Minggu, Maret 31, 2013

me.myself.I

I feel like my blog too often expresses the love for another individual and I think that loving someone else is a necessity in life. I think that we need to love ourselves before we can even consider to love anything or anyone else in our lives. 

This maybe coming out as a reaction and revolution of the current events that have just taken place in my life but now I know for certain that I can't do anything in my life unless I have the power to love who i am. 

All life long we are told that we have to follow a specific line of events, like college then intern then job then married then babies then old then die. I don't want to fall into this layout that society has planned out for me. I wanna lust after life with a courageous soul and adventurous heart. I want to run after the sunrise in the Grand Canyon and I wanna climb the Eiffel Tower. 

Well, this could be why I just left my girlfriend for two years, some of my amazing friends, and (soon) my internship. It's true that they were great opportunities but they blinded me from who i wanted to be as an individual. 

Individual. ahhh I love the sound of that word. I'm going to embrace being me and love every single second of it. I'm going to love my emotional state of mind, my soccer thighs and inability to do cartwheels. I'm gonna soak up every little inch of myself and love it... and appreciate who I am.
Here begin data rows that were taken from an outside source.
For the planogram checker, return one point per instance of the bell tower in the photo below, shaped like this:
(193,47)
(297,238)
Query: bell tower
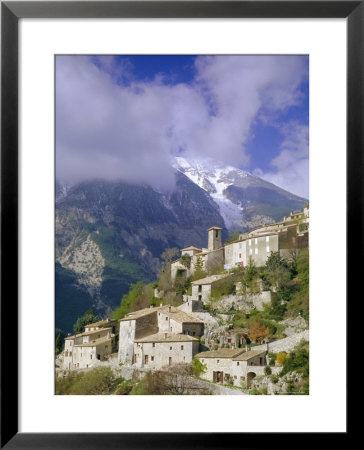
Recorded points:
(214,238)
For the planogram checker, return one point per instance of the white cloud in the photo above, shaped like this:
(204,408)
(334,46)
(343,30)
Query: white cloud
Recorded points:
(109,128)
(290,168)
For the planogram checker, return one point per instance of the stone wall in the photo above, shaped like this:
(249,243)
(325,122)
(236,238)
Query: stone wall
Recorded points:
(286,344)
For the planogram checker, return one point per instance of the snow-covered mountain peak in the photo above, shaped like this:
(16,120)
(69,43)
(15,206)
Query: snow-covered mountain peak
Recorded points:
(244,200)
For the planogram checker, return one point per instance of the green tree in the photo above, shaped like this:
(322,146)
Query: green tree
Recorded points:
(197,367)
(88,317)
(199,272)
(186,260)
(233,236)
(140,296)
(277,270)
(59,335)
(168,256)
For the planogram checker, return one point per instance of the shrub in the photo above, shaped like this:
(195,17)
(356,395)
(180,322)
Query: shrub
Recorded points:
(124,388)
(272,358)
(88,317)
(274,379)
(98,381)
(281,357)
(297,361)
(197,367)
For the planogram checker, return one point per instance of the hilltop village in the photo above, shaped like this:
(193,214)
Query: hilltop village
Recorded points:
(204,326)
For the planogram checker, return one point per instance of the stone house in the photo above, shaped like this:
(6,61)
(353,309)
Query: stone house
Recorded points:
(85,349)
(236,366)
(164,349)
(162,325)
(210,257)
(102,324)
(235,337)
(291,234)
(201,289)
(235,254)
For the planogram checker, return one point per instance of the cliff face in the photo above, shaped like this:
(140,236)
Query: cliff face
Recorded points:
(111,234)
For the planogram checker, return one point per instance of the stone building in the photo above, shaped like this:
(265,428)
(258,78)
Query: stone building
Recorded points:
(209,257)
(235,337)
(285,237)
(201,289)
(235,366)
(157,328)
(85,349)
(164,349)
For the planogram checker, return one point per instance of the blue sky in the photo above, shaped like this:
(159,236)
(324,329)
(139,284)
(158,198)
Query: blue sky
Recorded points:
(118,112)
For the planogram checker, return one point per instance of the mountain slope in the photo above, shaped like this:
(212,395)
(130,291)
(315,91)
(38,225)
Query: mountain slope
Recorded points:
(111,234)
(244,200)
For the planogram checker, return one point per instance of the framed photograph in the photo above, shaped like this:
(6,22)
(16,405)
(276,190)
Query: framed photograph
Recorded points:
(168,175)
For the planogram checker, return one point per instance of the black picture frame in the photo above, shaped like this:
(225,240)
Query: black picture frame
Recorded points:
(11,12)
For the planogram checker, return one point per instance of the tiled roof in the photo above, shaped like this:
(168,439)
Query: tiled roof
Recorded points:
(178,315)
(175,314)
(237,331)
(210,279)
(136,314)
(96,342)
(221,353)
(87,333)
(100,323)
(248,355)
(167,337)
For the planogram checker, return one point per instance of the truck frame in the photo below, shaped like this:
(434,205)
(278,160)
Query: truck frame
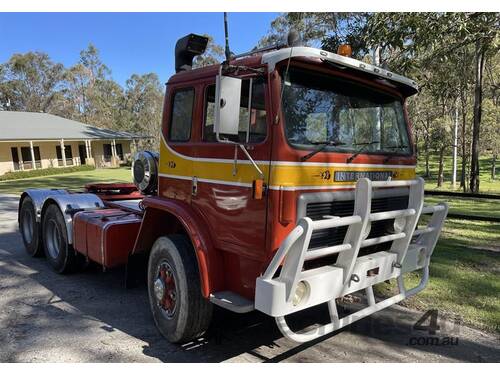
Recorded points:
(285,179)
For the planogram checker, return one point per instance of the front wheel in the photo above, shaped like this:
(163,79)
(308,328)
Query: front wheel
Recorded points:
(179,310)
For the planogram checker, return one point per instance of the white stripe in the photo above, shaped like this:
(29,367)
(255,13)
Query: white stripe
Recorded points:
(207,180)
(285,163)
(298,188)
(352,165)
(249,185)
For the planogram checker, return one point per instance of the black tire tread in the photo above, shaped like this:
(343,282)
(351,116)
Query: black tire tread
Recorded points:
(200,309)
(35,249)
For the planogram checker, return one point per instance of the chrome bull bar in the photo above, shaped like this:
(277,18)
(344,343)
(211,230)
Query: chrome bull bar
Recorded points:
(295,289)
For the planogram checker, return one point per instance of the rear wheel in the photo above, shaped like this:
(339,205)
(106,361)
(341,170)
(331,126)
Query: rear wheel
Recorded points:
(30,228)
(179,310)
(58,251)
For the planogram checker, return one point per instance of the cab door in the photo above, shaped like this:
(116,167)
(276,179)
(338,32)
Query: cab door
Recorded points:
(224,175)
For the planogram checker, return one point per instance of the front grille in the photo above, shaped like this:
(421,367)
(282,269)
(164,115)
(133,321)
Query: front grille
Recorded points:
(335,236)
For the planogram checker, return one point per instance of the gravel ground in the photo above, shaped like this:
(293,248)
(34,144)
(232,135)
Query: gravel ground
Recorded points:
(91,317)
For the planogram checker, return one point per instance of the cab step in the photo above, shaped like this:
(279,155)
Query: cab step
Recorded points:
(232,301)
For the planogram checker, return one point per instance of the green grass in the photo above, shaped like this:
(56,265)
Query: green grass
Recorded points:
(486,184)
(465,267)
(469,206)
(18,175)
(464,276)
(70,181)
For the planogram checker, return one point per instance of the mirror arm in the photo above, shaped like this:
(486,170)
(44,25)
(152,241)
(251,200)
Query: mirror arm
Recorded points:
(250,84)
(252,161)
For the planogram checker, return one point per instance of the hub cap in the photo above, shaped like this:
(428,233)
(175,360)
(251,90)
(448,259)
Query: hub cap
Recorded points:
(53,239)
(28,226)
(165,289)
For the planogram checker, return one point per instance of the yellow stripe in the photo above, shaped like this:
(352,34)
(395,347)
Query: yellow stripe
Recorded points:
(301,175)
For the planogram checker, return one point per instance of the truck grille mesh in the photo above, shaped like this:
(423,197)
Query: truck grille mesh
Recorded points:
(335,236)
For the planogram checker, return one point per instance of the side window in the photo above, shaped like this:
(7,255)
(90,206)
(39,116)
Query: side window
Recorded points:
(256,121)
(181,116)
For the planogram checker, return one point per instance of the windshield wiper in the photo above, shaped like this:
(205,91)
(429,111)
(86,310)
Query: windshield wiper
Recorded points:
(389,157)
(365,145)
(322,146)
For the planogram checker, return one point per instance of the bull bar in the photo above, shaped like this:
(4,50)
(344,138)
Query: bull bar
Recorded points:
(411,249)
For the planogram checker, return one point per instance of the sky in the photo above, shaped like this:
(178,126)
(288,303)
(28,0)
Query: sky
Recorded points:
(128,42)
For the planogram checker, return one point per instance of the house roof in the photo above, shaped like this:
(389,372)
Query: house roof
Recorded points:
(44,126)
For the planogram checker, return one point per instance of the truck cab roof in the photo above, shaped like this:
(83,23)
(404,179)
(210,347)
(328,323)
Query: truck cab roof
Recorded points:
(271,60)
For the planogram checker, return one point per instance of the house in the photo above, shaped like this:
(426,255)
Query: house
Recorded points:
(30,140)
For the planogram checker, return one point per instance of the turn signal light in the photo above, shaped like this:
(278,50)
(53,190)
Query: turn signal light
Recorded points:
(344,50)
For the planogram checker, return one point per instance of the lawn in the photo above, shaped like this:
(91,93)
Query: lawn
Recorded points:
(464,275)
(486,184)
(71,181)
(465,267)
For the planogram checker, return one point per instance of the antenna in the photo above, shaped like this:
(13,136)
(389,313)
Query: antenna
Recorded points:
(227,50)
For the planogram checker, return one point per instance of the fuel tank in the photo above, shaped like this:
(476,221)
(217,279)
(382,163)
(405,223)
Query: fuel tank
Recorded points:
(105,236)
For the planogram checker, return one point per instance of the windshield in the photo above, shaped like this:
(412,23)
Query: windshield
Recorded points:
(347,116)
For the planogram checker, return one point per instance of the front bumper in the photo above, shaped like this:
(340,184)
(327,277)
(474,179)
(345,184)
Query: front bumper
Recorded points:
(277,293)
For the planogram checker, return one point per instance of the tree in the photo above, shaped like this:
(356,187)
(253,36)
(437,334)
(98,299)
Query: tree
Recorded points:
(143,106)
(31,82)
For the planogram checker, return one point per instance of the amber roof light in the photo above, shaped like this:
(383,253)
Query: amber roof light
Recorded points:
(344,50)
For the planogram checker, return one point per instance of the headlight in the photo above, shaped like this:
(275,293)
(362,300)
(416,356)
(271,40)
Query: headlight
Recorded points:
(301,293)
(399,224)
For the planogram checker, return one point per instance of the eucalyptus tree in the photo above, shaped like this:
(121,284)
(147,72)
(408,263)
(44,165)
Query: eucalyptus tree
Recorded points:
(31,82)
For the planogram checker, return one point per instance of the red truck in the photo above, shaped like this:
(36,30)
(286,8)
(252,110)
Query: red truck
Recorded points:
(285,179)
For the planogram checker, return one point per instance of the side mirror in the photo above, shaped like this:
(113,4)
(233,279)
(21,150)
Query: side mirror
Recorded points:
(227,106)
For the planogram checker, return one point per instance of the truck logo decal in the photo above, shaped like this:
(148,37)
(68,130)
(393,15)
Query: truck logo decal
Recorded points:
(344,176)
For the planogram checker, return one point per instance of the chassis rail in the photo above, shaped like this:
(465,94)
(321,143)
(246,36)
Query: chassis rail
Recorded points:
(277,294)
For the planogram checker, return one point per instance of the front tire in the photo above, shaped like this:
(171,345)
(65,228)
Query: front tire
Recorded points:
(30,228)
(58,251)
(179,310)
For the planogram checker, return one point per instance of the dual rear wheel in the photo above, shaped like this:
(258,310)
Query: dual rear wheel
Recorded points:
(49,237)
(179,309)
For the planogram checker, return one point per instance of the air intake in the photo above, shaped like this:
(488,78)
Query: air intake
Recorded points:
(186,49)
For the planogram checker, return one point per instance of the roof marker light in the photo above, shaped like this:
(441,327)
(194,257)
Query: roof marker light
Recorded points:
(344,50)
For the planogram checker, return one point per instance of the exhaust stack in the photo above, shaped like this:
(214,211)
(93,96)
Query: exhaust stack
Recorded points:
(186,49)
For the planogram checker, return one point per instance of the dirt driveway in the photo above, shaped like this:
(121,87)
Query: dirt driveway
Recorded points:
(91,317)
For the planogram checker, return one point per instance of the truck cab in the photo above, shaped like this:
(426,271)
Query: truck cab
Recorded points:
(285,179)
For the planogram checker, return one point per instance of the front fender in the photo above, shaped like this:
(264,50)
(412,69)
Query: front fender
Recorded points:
(165,216)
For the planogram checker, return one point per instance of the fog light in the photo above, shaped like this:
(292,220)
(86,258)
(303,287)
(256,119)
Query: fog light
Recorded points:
(300,293)
(399,224)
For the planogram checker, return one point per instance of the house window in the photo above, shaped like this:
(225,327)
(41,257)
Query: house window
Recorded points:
(181,116)
(119,150)
(26,157)
(106,152)
(67,153)
(15,158)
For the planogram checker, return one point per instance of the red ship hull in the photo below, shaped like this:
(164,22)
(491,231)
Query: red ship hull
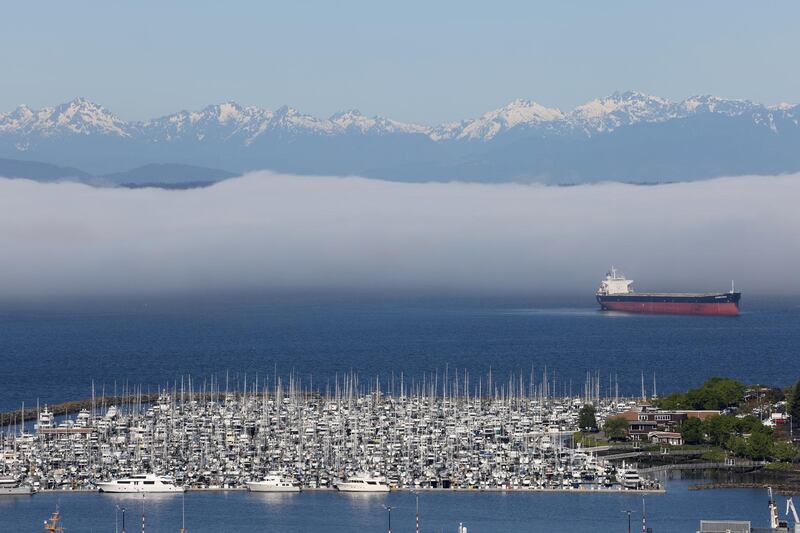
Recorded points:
(674,308)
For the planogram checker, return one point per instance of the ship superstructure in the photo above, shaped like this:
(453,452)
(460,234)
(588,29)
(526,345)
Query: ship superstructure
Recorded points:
(616,294)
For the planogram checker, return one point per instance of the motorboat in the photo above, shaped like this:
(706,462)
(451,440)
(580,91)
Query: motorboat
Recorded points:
(273,483)
(12,487)
(140,483)
(363,483)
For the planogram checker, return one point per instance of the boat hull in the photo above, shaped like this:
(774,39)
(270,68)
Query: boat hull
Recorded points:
(260,487)
(117,489)
(16,491)
(723,304)
(361,487)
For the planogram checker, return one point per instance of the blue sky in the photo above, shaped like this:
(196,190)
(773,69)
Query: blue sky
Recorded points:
(414,61)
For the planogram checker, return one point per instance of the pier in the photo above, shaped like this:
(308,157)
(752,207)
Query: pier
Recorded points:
(417,439)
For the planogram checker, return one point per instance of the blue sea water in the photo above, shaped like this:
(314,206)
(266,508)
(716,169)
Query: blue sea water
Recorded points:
(55,351)
(679,510)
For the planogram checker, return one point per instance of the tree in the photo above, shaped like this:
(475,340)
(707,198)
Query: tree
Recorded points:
(715,393)
(616,428)
(719,428)
(692,431)
(759,445)
(586,418)
(794,408)
(785,451)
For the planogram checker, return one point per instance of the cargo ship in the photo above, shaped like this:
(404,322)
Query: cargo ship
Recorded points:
(616,294)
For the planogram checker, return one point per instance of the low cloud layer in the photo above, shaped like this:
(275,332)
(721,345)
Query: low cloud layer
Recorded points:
(270,231)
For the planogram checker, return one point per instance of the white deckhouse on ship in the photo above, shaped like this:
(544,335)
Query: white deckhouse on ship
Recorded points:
(141,483)
(273,483)
(363,483)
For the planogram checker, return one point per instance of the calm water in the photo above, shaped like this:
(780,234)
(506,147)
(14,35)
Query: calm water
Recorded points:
(680,510)
(52,353)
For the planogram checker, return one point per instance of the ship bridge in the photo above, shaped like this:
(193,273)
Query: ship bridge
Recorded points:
(614,283)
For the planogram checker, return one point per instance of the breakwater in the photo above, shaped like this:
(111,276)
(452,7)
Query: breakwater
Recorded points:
(415,440)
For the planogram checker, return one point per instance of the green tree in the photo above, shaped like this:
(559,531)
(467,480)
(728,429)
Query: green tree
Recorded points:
(737,445)
(692,431)
(785,451)
(719,428)
(794,407)
(616,428)
(586,418)
(716,393)
(759,445)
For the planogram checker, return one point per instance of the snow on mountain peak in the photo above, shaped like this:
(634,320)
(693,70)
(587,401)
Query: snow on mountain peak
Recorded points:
(518,112)
(231,122)
(79,116)
(621,109)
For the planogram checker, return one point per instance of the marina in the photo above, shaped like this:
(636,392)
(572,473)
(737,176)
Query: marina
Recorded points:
(447,435)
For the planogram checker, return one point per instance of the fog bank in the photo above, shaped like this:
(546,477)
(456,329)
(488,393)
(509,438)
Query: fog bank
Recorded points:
(268,231)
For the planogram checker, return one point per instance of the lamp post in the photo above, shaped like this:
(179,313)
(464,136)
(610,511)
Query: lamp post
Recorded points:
(628,511)
(416,497)
(389,511)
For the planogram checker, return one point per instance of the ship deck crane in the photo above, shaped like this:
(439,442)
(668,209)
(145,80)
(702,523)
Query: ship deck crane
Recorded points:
(790,507)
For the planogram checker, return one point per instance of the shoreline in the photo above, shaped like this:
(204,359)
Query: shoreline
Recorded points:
(405,490)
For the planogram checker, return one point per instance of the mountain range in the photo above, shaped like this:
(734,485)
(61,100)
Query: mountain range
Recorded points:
(628,136)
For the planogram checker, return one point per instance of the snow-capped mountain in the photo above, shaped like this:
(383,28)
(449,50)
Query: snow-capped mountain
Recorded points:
(519,113)
(79,116)
(627,135)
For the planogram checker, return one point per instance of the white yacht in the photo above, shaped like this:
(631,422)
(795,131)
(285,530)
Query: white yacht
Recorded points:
(363,483)
(10,486)
(629,478)
(273,483)
(141,483)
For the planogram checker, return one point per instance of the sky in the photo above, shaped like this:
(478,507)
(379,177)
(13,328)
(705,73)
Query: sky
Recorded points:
(275,232)
(416,61)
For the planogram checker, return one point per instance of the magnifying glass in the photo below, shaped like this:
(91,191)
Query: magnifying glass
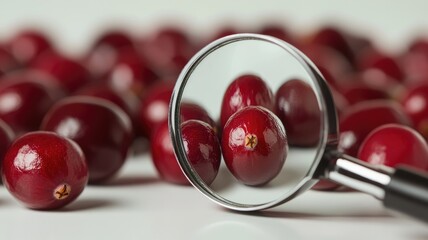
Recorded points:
(204,81)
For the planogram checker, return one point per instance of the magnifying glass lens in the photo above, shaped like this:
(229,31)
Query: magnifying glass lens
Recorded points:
(267,114)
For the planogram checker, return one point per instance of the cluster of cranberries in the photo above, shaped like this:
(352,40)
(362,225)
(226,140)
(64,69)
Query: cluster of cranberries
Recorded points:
(69,121)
hmm, too often we all get caught up in the day to day to do lists in our lives, but today let's take a step back and say " I'M GOING TO EAT THIS HAMBURGER AND NOT FEEL FAT!" and just enjoy the life that we are all so blessed to have. 

C'est La vie my friends. 
have a nice the day :)

Selasa, Maret 26, 2013

lemme tell ya



                                        

                                            You have no idea...
                                            of what I feel about you
                                            of how much I care about you
                                            of how much you make me happy and sad at the same time
                                            of how much you make me feel so alive
                                            of the butterfly riot that takes place in my stomach when you talk to me


No, you have no idea





this time

I've just watched a relationship that I truly believed was so caring and resilient, crumble in front of my eyes. There was nothing I could do to change the way she felt, I couldn't change the choice she made. I gave it all I could, but this time it wasn't enough. It was just over, just like that. Yet knowing these blunt facts, I’m still haunted by the ‘what if’s?’ that expand my doubts. 

Learning to block out these dangerously over-whelming thoughts and replace them with the acceptance that I’m never getting back what I had, hasn't exactly been the healthiest or easiest journey. Nor has it helped lessened how absolutely drained and heart broken I am after this.

Good people leave, it happens. I’m learning that It’s not to make us weak but to instead strengthen us. These people walk out on us to allow better people to take their place. To fill in all the gaps the previous person wasn't able to fill.

I don’t know how long it’ll take or how many hit and misses I’ll experience before this better person makes herself apparent, but I do know that when she does I’ll be happy that I made the choice to endure this pain they call ‘moving on’ rather than holding onto the fake hope you led me to believe that maybe one day we’ll pick up where we left off. 

February 2012 I had my first thoughts. 
March 2013    I know how right I was.

This was , too good to be true.

And I’m glad.

Sabtu, Maret 09, 2013

okay

okay, so I really really need time to take care of this little blog. hahaha

since I busy with task, project, and exam, I think I can't put my hands in the keyboard to write something here. well, I still write here but not now until 20 April I guess.